A foot appeared on the packed earth behind Victory with a sound he would later be unable to describe, somewhere between a mallet strike and the report of a body dropped from height. For one impossible frame it was only that: a boot, mud-dark, planted where no one had been a heartbeat before. Then the rest of Hartcrane Caliban unfolded out of the air after it, a long ribbon of intention rotating through a plane the director’s ordinary optics were not equipped to parse. The Caliban cartwheeled, except cartwheel was a child’s word for what it actually did: a controlled, mass-aware rotation in which every limb seemed to know its own moment of inertia and be bored by the calculation. He struck the elm behind the toilets feet-first with another appalling thump, and then, against every accommodation the director’s nervous system had ever been asked to make, he did not fall. He hung there. Both hands behind his back on the trunk, body coiled at a right angle to gravity, glaring up from under his brow with the static, prehistoric malice of a thing drawn on cave walls in ochre and blood.

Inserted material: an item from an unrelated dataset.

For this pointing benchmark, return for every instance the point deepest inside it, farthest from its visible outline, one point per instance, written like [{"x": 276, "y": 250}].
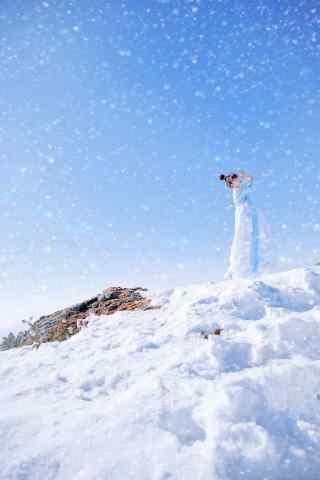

The director’s hand flew to his neck before he knew why.
His fingertips came away red. Not much red. A line, no deeper than a papercut, laid so cleanly across the skin that for an instant it looked painted there. Then capillary beds77 opened in a delayed confession and the blood welled bright and thin.
He made a sound that wanted to be a shout and arrived as a cough. His chair scraped backward. The grapefruit rolled in its plate, half-scored and absurdly cheerful. For one deranged instant he thought the Caliban had spat something at him. Then the geometry assembled itself around the sting in his neck, the knife in his own hand, the impossible distance, the thing in the tree.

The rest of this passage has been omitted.